Dr. Di Renzios group aims to characterize the amount and patterns of genetic variation in human populations, and to elucidate the forces that shape and maintain this variation. Forces such as demographic change or population structure exert genome-wide effects, while others such as natural selection result in locus-specific effects. As greater attention is focused on dissecting the genetic bases of common diseases, an understanding of the patterns of human sequence variation is recognized as a critical step toward improved approaches to disease mapping.
Dr. Di Renzios work takes advantage of the proliferation of new genetic tools for population studies, to test increasingly complex and, thus, more realistic scenarios of population history. In one ongoing project, Dr. Di Renzio is surveying sequence variation and linkage disequilibrium in a number of independent regions of the human genome and in ethnically diverse populations. This project is generating important information for the design of disease association studies.

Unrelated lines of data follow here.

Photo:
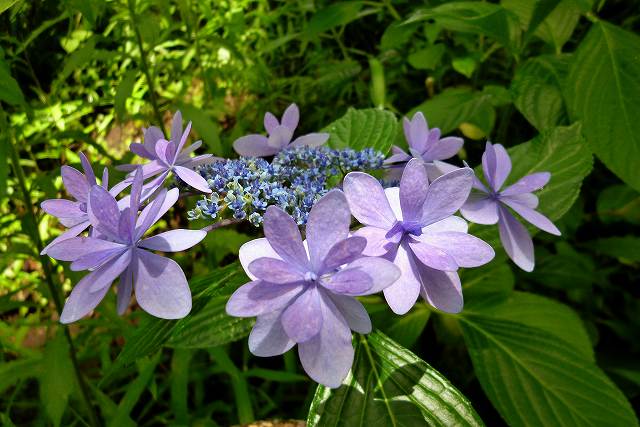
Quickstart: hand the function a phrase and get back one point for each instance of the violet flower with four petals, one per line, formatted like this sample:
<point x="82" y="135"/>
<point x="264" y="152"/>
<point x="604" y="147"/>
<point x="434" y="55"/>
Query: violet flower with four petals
<point x="414" y="226"/>
<point x="280" y="134"/>
<point x="305" y="294"/>
<point x="489" y="205"/>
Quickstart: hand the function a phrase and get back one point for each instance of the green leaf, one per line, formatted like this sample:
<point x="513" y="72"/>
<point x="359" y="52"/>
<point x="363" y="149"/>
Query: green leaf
<point x="535" y="377"/>
<point x="360" y="129"/>
<point x="389" y="385"/>
<point x="604" y="93"/>
<point x="57" y="381"/>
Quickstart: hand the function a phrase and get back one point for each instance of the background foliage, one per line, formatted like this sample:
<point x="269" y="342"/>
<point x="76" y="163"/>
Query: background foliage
<point x="557" y="81"/>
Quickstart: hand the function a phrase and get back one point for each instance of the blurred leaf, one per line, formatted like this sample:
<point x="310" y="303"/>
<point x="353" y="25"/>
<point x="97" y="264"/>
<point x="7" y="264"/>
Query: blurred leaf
<point x="57" y="381"/>
<point x="532" y="374"/>
<point x="360" y="129"/>
<point x="604" y="93"/>
<point x="619" y="203"/>
<point x="389" y="385"/>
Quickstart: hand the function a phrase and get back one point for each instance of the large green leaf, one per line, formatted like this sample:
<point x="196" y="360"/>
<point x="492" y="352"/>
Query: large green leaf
<point x="360" y="129"/>
<point x="604" y="93"/>
<point x="390" y="386"/>
<point x="534" y="371"/>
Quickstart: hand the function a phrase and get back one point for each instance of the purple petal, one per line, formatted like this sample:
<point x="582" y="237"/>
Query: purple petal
<point x="516" y="240"/>
<point x="253" y="146"/>
<point x="259" y="297"/>
<point x="368" y="201"/>
<point x="161" y="287"/>
<point x="481" y="209"/>
<point x="527" y="184"/>
<point x="534" y="217"/>
<point x="433" y="256"/>
<point x="446" y="195"/>
<point x="75" y="183"/>
<point x="302" y="320"/>
<point x="284" y="237"/>
<point x="192" y="178"/>
<point x="275" y="270"/>
<point x="328" y="224"/>
<point x="327" y="358"/>
<point x="441" y="289"/>
<point x="173" y="240"/>
<point x="353" y="312"/>
<point x="267" y="337"/>
<point x="413" y="190"/>
<point x="291" y="117"/>
<point x="466" y="250"/>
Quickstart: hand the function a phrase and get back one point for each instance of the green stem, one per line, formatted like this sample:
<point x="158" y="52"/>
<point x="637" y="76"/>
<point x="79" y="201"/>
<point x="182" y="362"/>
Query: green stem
<point x="46" y="266"/>
<point x="145" y="66"/>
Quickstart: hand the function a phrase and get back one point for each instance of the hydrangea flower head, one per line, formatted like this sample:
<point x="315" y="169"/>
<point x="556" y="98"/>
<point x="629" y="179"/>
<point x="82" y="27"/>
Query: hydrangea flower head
<point x="117" y="249"/>
<point x="489" y="205"/>
<point x="169" y="156"/>
<point x="279" y="136"/>
<point x="414" y="226"/>
<point x="305" y="294"/>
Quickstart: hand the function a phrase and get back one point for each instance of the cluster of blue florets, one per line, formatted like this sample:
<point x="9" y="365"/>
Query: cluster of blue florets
<point x="294" y="180"/>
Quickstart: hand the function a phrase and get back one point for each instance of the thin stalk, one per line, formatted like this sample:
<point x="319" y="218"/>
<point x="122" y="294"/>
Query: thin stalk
<point x="46" y="266"/>
<point x="145" y="66"/>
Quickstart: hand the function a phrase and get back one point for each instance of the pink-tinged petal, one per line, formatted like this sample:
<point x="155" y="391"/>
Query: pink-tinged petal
<point x="532" y="216"/>
<point x="446" y="195"/>
<point x="441" y="289"/>
<point x="466" y="250"/>
<point x="254" y="146"/>
<point x="310" y="140"/>
<point x="367" y="200"/>
<point x="161" y="286"/>
<point x="125" y="288"/>
<point x="291" y="117"/>
<point x="327" y="358"/>
<point x="377" y="242"/>
<point x="253" y="250"/>
<point x="480" y="208"/>
<point x="383" y="273"/>
<point x="353" y="312"/>
<point x="284" y="237"/>
<point x="259" y="297"/>
<point x="75" y="183"/>
<point x="173" y="240"/>
<point x="432" y="256"/>
<point x="343" y="252"/>
<point x="192" y="178"/>
<point x="275" y="270"/>
<point x="516" y="240"/>
<point x="413" y="190"/>
<point x="74" y="248"/>
<point x="268" y="338"/>
<point x="270" y="122"/>
<point x="527" y="184"/>
<point x="88" y="170"/>
<point x="69" y="234"/>
<point x="403" y="293"/>
<point x="328" y="223"/>
<point x="350" y="281"/>
<point x="302" y="319"/>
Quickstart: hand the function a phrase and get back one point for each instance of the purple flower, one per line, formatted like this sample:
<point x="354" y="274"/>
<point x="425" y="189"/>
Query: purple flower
<point x="489" y="205"/>
<point x="280" y="134"/>
<point x="169" y="156"/>
<point x="73" y="214"/>
<point x="305" y="295"/>
<point x="117" y="249"/>
<point x="414" y="226"/>
<point x="424" y="143"/>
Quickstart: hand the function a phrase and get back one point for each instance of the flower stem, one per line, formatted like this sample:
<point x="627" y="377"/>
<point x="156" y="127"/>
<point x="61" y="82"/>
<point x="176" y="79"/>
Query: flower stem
<point x="46" y="266"/>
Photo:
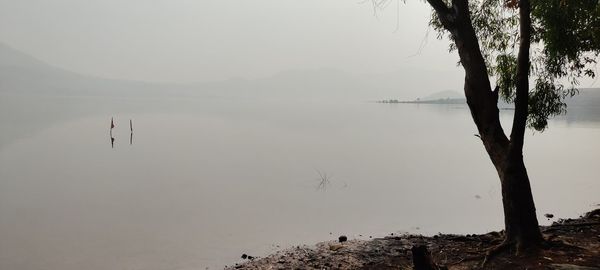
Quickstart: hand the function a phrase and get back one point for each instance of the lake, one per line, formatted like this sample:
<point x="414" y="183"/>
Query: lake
<point x="204" y="180"/>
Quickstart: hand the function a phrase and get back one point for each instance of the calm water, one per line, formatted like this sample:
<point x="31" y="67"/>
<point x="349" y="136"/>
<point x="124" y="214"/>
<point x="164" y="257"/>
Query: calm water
<point x="205" y="180"/>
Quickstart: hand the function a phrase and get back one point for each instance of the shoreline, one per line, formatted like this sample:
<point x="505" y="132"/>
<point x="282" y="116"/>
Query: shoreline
<point x="571" y="244"/>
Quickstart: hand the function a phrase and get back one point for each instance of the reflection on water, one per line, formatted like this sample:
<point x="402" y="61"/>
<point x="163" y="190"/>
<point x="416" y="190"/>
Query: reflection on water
<point x="239" y="177"/>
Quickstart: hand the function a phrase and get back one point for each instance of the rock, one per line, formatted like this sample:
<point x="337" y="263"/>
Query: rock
<point x="335" y="247"/>
<point x="571" y="267"/>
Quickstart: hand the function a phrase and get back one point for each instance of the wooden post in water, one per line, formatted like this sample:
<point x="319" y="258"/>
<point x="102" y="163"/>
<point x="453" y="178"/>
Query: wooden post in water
<point x="130" y="134"/>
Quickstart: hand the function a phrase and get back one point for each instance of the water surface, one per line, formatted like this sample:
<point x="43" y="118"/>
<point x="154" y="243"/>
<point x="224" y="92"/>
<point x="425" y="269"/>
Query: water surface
<point x="205" y="180"/>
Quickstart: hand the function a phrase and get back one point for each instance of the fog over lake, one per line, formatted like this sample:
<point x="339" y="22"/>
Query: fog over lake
<point x="207" y="179"/>
<point x="255" y="127"/>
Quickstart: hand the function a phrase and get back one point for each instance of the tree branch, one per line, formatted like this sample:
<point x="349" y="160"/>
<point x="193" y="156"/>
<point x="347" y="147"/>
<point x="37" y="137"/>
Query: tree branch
<point x="522" y="84"/>
<point x="440" y="7"/>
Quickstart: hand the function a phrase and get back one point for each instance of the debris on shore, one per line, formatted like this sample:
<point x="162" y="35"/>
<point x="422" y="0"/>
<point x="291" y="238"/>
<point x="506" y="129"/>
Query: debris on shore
<point x="570" y="244"/>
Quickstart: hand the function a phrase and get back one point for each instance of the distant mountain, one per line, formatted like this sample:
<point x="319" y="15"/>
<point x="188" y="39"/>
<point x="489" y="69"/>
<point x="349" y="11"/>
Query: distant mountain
<point x="23" y="74"/>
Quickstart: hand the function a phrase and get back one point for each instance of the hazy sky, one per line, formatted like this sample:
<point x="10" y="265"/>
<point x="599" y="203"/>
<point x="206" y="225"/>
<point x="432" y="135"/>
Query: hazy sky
<point x="194" y="40"/>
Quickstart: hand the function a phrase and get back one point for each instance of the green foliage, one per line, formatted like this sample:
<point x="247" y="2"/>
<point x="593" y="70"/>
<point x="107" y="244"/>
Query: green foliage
<point x="565" y="47"/>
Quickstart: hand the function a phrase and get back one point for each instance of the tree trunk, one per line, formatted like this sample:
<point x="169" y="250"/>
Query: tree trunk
<point x="520" y="219"/>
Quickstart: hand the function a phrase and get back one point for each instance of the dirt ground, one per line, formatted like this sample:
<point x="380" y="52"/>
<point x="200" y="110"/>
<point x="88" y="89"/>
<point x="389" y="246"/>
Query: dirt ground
<point x="571" y="244"/>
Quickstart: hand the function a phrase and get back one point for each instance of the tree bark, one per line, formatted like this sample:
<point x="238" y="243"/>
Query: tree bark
<point x="520" y="218"/>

Dr. Di Renzio is also studying the evolution of a polymorphic variant contributing to type 2 diabetes susceptibility. An attractive hypothesis, called the "thrifty genotype" hypothesis, proposes that diabetes variants have evolved under the effect of positive natural selection. Because natural selection leaves a distinctive signature on the amount and pattern of sequence variation and linkage disequilibrium in the region linked to the selected site, she has designed a survey to detect this. It involves quantitative comparison of both sequence and haplotype variation, and the degree and pattern of inter-population differentiation, at this site versus that at neutrally evolving loci. In addition, Dr. Di Renzio will investigate the degree and pattern of inter-population differentiation at this site and ask whether it differs from those observed at other neutrally evolving loci in the human genome.